Everyone speaks in a different way, influenced by many factors such as age, gender, social status, dialects and accents. I am interested in how we represent and adapt to unfamiliar pronunciations in speech, and further, once adapted, how we generalize from prior experience to novel situations (e.g., novel words, talkers, accents). My work investigates mechanisms underlying rapid perceptual adaptation when representations of the sound structure of language are misaligned between the listener and the talker, i.e. a native listener and a foreign-accented speaker.

Continuing work along this line include studies that examine 1) effects of expectations on perceptual adaptation, 2) the maintenance of adaptation over the long term, and 3) neural systems that supports adaptation to native-accented and foreign-accented speech.

Nonnative Speech Communication

How do we speak and listen in a second language?

Foreign-accented speech deviates from native norms of the target language and is generally harder to understand than native speech.
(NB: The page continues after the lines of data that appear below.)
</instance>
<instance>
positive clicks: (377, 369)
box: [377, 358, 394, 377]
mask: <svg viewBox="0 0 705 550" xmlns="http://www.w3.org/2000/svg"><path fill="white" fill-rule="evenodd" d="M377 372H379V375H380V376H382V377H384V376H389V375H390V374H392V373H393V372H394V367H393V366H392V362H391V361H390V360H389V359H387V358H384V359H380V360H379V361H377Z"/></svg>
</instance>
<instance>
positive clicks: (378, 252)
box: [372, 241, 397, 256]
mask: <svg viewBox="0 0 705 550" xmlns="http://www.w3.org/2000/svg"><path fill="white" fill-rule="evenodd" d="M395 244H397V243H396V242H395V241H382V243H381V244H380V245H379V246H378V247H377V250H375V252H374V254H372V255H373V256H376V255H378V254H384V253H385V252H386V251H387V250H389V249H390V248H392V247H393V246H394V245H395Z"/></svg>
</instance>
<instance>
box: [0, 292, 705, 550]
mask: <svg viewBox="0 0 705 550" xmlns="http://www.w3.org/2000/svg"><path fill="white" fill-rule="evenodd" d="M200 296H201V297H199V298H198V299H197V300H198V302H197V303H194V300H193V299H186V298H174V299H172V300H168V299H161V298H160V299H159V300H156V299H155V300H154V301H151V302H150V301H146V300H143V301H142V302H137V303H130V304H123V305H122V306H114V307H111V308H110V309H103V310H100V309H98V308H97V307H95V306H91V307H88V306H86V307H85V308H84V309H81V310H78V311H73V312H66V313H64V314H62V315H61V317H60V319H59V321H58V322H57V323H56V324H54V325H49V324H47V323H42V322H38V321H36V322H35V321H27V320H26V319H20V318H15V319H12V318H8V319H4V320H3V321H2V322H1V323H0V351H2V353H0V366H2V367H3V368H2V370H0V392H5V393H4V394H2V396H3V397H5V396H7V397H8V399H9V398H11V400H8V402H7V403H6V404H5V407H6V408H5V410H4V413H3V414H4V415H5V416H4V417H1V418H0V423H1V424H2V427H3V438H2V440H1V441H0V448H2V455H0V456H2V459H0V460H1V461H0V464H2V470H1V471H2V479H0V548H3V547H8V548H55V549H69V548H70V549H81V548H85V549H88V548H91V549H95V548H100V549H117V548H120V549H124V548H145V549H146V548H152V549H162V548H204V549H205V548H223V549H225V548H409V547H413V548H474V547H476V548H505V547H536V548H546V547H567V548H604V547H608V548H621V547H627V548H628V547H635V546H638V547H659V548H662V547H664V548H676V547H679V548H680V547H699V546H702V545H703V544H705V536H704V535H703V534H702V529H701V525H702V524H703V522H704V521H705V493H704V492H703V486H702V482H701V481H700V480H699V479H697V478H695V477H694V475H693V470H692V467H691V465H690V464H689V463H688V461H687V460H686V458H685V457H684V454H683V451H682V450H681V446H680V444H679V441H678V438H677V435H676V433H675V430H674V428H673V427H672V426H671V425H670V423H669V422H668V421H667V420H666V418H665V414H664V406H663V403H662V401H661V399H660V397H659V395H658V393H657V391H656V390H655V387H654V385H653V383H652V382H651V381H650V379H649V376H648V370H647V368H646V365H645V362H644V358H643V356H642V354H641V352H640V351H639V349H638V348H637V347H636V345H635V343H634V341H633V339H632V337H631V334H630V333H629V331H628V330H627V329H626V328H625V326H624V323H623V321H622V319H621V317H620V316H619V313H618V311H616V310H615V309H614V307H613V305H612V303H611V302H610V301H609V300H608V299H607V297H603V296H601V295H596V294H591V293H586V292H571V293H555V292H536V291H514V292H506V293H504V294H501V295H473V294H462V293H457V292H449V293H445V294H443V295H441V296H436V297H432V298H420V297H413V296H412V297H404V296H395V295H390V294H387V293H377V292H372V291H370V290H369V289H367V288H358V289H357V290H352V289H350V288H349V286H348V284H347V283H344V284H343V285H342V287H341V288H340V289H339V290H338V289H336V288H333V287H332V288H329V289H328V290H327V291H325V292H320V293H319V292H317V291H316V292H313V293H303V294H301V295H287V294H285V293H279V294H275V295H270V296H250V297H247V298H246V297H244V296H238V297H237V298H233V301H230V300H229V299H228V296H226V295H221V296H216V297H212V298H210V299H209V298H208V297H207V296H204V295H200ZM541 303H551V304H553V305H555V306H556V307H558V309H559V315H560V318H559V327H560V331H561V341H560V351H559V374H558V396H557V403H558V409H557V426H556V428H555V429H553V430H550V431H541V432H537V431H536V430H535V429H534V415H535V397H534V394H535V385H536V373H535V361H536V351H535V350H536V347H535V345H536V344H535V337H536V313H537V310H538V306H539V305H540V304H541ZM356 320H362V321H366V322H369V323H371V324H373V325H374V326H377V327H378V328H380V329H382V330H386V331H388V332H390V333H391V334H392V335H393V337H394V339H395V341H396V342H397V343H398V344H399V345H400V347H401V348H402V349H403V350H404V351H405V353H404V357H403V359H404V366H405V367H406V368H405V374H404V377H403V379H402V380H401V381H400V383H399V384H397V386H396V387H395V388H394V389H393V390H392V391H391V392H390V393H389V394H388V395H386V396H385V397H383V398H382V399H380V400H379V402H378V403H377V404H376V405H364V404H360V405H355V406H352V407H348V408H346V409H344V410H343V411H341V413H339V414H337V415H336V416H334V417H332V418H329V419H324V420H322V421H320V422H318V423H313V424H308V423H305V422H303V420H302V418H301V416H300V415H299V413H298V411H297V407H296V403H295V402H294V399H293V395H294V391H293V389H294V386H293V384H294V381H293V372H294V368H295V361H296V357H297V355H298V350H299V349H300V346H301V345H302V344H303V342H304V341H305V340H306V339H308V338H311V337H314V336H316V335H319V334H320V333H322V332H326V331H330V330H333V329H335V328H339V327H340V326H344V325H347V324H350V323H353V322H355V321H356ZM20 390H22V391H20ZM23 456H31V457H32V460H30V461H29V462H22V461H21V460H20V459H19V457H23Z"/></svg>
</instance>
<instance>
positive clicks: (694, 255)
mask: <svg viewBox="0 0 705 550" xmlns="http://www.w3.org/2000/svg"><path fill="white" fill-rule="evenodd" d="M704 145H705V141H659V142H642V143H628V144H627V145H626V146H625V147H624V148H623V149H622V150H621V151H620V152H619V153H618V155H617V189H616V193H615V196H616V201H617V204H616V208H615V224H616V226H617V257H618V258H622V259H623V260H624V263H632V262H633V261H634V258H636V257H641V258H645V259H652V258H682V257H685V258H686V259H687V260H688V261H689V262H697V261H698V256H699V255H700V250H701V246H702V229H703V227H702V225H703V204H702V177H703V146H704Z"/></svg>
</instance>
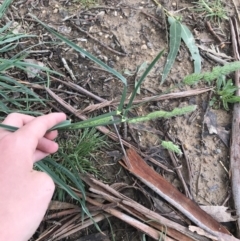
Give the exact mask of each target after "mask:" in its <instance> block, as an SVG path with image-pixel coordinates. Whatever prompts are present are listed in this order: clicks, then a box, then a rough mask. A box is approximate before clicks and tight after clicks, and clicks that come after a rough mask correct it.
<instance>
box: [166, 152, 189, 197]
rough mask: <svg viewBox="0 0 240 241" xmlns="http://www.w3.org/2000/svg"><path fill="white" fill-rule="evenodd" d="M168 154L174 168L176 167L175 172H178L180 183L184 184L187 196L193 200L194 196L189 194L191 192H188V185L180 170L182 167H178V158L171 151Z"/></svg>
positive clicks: (181, 172) (183, 186) (178, 176)
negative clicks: (193, 197) (172, 164)
mask: <svg viewBox="0 0 240 241" xmlns="http://www.w3.org/2000/svg"><path fill="white" fill-rule="evenodd" d="M168 154H169V156H170V158H171V160H172V163H173V165H174V167H175V170H176V172H177V175H178V178H179V179H180V181H181V183H182V185H183V188H184V192H185V195H186V196H187V197H188V198H190V199H193V198H192V195H191V194H190V192H189V190H188V187H187V184H186V182H185V181H184V178H183V175H182V172H181V170H180V168H181V167H179V166H178V162H177V157H176V155H175V154H174V153H173V152H171V151H168Z"/></svg>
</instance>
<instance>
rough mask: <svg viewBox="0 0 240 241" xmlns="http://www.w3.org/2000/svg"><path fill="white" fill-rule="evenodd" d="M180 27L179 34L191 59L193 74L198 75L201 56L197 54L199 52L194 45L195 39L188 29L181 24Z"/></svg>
mask: <svg viewBox="0 0 240 241" xmlns="http://www.w3.org/2000/svg"><path fill="white" fill-rule="evenodd" d="M181 27H182V33H181V37H182V39H183V41H184V43H185V44H186V45H187V47H188V49H189V51H190V53H191V56H192V59H193V60H194V73H200V72H201V56H200V54H199V50H198V47H197V46H196V44H195V39H194V37H193V35H192V33H191V31H190V30H189V28H188V27H187V26H186V25H184V24H181Z"/></svg>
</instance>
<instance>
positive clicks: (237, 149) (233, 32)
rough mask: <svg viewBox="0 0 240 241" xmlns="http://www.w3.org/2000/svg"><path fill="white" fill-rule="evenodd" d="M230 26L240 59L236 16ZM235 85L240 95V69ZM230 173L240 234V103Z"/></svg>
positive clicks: (237, 108)
mask: <svg viewBox="0 0 240 241" xmlns="http://www.w3.org/2000/svg"><path fill="white" fill-rule="evenodd" d="M229 22H230V28H231V36H232V46H233V53H234V59H235V60H237V61H239V60H240V57H239V47H240V45H239V36H238V32H237V29H238V24H237V21H236V19H235V18H233V19H230V20H229ZM235 85H236V87H237V88H238V90H237V91H236V96H240V89H239V88H240V71H239V70H238V71H236V72H235ZM230 175H231V179H232V193H233V199H234V204H235V209H236V214H237V216H238V219H237V223H238V236H240V230H239V228H240V187H239V184H240V103H235V104H234V109H233V120H232V136H231V147H230Z"/></svg>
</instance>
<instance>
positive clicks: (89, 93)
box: [51, 77, 107, 102]
mask: <svg viewBox="0 0 240 241" xmlns="http://www.w3.org/2000/svg"><path fill="white" fill-rule="evenodd" d="M51 78H52V79H54V80H56V81H58V82H60V83H62V84H64V85H66V86H68V87H69V88H72V89H74V90H76V91H77V92H79V93H81V94H84V95H87V96H89V97H91V98H93V99H95V100H97V101H99V102H106V101H107V100H105V99H103V98H101V97H99V96H97V95H94V94H93V93H92V92H90V91H88V90H86V89H84V88H83V87H81V86H79V85H77V84H74V83H72V82H69V81H68V82H67V81H62V80H60V79H57V78H54V77H51Z"/></svg>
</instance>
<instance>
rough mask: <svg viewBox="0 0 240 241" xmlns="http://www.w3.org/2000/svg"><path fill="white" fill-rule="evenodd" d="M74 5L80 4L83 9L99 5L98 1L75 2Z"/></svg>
mask: <svg viewBox="0 0 240 241" xmlns="http://www.w3.org/2000/svg"><path fill="white" fill-rule="evenodd" d="M73 2H74V3H77V4H80V5H81V6H83V7H87V8H88V7H91V6H94V5H96V4H97V3H98V1H97V0H73Z"/></svg>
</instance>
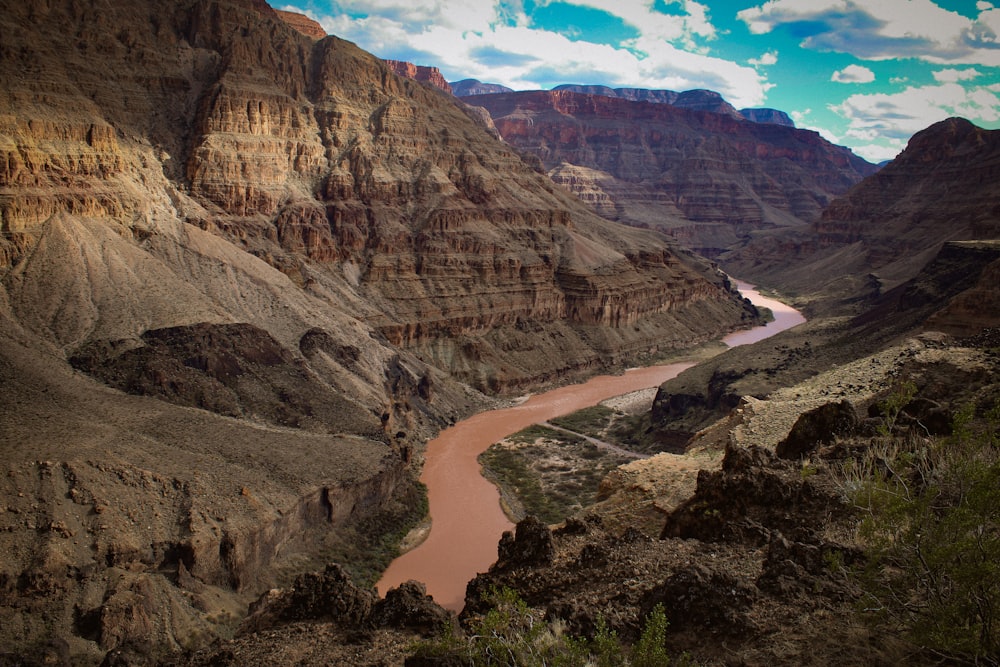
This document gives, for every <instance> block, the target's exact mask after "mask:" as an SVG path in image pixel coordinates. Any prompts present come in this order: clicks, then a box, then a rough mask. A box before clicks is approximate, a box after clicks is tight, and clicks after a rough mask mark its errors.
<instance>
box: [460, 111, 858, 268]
mask: <svg viewBox="0 0 1000 667" xmlns="http://www.w3.org/2000/svg"><path fill="white" fill-rule="evenodd" d="M694 92H697V91H694ZM464 100H465V101H466V102H467V103H469V104H473V105H477V106H482V107H484V108H486V109H488V110H489V111H490V113H491V115H492V116H493V119H494V122H495V124H496V126H497V129H498V130H499V131H500V134H501V136H503V138H504V139H505V140H506V141H508V142H510V143H511V144H513V145H515V146H518V147H519V148H521V149H524V150H527V151H529V152H531V153H534V154H535V155H537V156H538V157H540V158H541V160H542V163H543V165H544V166H545V168H546V169H548V170H549V171H550V174H552V176H553V177H554V178H555V180H556V181H557V182H560V183H562V184H563V185H565V186H567V187H569V189H570V190H571V191H573V192H576V193H581V194H587V193H591V195H592V193H593V192H594V191H600V192H601V193H602V197H603V198H604V199H603V201H604V203H603V204H601V208H599V209H598V210H600V211H601V212H602V214H603V215H606V216H608V217H613V218H615V219H619V220H621V221H623V222H628V223H631V224H637V225H644V226H653V227H659V228H663V229H667V230H669V231H671V232H672V233H674V234H675V235H676V236H677V237H678V238H680V239H683V240H684V241H685V242H687V243H689V244H690V245H692V246H693V247H695V248H698V249H700V250H702V251H703V252H706V253H708V254H711V253H718V252H720V251H721V250H722V249H724V248H726V247H727V246H728V245H730V244H731V243H732V242H733V240H734V239H735V238H738V237H741V236H745V235H746V234H748V233H749V232H751V231H753V230H756V229H761V228H766V227H771V226H775V225H787V224H790V223H794V224H802V221H805V220H813V219H815V218H817V217H818V216H819V212H820V210H821V209H822V207H823V206H824V205H825V204H826V203H827V202H829V201H830V200H831V199H832V198H833V197H834V196H835V195H837V194H840V193H843V192H845V191H846V190H847V189H848V188H849V187H850V186H851V185H853V184H854V183H856V182H858V181H859V180H860V179H861V178H862V176H864V175H866V174H870V173H872V172H873V171H874V169H875V167H874V166H873V165H870V164H868V163H866V162H864V161H863V160H861V159H860V158H857V157H855V156H854V155H853V154H851V153H850V151H848V150H847V149H844V148H840V147H837V146H833V145H831V144H829V143H828V142H826V141H825V140H823V139H822V138H820V137H819V135H818V134H816V133H815V132H810V131H806V130H796V129H794V128H789V127H782V126H778V125H770V124H768V125H763V124H756V123H748V122H745V121H744V120H742V119H741V118H737V117H733V116H732V114H721V113H708V112H703V111H692V110H689V109H682V108H678V107H676V106H671V105H666V104H651V103H643V102H632V101H629V100H624V99H616V98H608V97H603V96H593V95H581V94H578V93H573V92H561V91H548V92H544V91H537V92H524V93H511V94H505V95H482V96H475V97H468V98H464ZM737 116H738V114H737ZM567 174H569V176H568V177H567ZM588 178H589V179H590V180H588ZM664 204H666V206H664Z"/></svg>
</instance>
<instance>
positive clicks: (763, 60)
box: [747, 51, 778, 67]
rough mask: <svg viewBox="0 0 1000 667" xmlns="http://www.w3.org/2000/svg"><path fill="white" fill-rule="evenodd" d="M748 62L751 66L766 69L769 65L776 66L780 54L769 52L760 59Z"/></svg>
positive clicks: (747, 61)
mask: <svg viewBox="0 0 1000 667" xmlns="http://www.w3.org/2000/svg"><path fill="white" fill-rule="evenodd" d="M747 62H749V63H750V64H751V65H762V66H765V67H766V66H768V65H775V64H777V62H778V52H777V51H768V52H767V53H765V54H763V55H762V56H761V57H760V58H751V59H750V60H748V61H747Z"/></svg>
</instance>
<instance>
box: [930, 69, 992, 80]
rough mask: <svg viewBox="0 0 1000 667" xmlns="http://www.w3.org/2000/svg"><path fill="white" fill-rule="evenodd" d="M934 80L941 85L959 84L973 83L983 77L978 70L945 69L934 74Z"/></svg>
mask: <svg viewBox="0 0 1000 667" xmlns="http://www.w3.org/2000/svg"><path fill="white" fill-rule="evenodd" d="M933 75H934V80H935V81H938V82H940V83H957V82H958V81H971V80H972V79H975V78H978V77H979V76H981V75H982V72H980V71H979V70H977V69H943V70H939V71H937V72H934V73H933Z"/></svg>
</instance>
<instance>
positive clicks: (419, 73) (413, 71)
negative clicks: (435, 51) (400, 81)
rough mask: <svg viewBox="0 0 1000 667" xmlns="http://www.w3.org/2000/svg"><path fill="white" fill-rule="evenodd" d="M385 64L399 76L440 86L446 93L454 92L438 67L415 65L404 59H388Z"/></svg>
mask: <svg viewBox="0 0 1000 667" xmlns="http://www.w3.org/2000/svg"><path fill="white" fill-rule="evenodd" d="M385 64H386V65H388V66H389V69H391V70H392V71H393V72H394V73H395V74H397V75H398V76H404V77H406V78H407V79H413V80H414V81H419V82H421V83H426V84H428V85H431V86H434V87H435V88H440V89H441V90H443V91H444V92H446V93H452V92H453V91H452V89H451V85H450V84H449V83H448V82H447V81H446V80H445V78H444V76H443V75H442V74H441V70H439V69H438V68H437V67H428V66H427V65H414V64H413V63H408V62H406V61H404V60H386V61H385Z"/></svg>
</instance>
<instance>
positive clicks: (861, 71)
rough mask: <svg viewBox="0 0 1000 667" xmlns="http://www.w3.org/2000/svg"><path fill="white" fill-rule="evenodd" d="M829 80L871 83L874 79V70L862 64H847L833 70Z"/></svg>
mask: <svg viewBox="0 0 1000 667" xmlns="http://www.w3.org/2000/svg"><path fill="white" fill-rule="evenodd" d="M830 80H831V81H835V82H837V83H871V82H872V81H874V80H875V72H873V71H871V70H870V69H868V68H867V67H863V66H862V65H848V66H847V67H845V68H844V69H842V70H840V71H839V72H834V73H833V76H831V77H830Z"/></svg>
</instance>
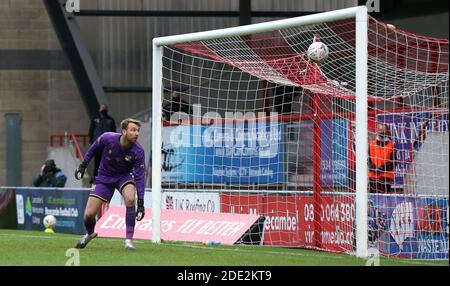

However, Bent and Bradlow (2003) found that non-native speech is not always less intelligible than native speech. Instead, non-native speech can be more easily understood than native speech when there is shared language background between the speaker and the listener. My work builds upon this finding and investigates the influences of both long-term (L1) and short-term (ambient language environment) language experience in modulating the “ISIB” by comparing L1 speakers with L2 speakers in different language environments. Effective use of this information depends on the shared language experience between the talker and the listener. The weighting and integration of various acoustic cues is important for speech perception and language experience fundamentally shapes listeners’ cue-weighting strategies.

Current work along this line involves further characterization of the phonetic variation in Mandarin-accented speech, based on large samples of natural speech production. A special focus is on under-studied phonemes and production patterns in connected speech.

Talker Identification

How do we know "who" is speaking?

Talker identification can be easy. A single syllable reveals Mom's voice over the phone. Talker identification can be hard. Speakers sound similar if you don't know the language being spoken. Voice perception depends on language processing. Builing upon an established "Language Familiarty Effect" (identifying talkers is easier in one’s native language than in unfamiliar languages; e.g., Perrachione et al., 2011) in talker identification, I take an individual differences approach and investigate the interplay of talker perception and language processing. We found that both linguistic (speaking a tone language) and relevant non-linguistic experience (musicianship) can enhance processing of talker information by sharpening general auditory skills (pitch processing). Meanwhile, individuals’ ability to encode phonetic detail strongly affects their ability to learn talker identity. Moreover, top-down lexical information may guide listeners’ interpretation of acoustic-phonetic variation and link it to talker identity.

Continuing work along this line involves further testing of a direct link between fine-grained phonetic processing and talker identification. We aim to better understand how memory representation of sounds interfaces with talker processing systems (potentially by making use of speech variation) and guides online speech processing as well as voice perception.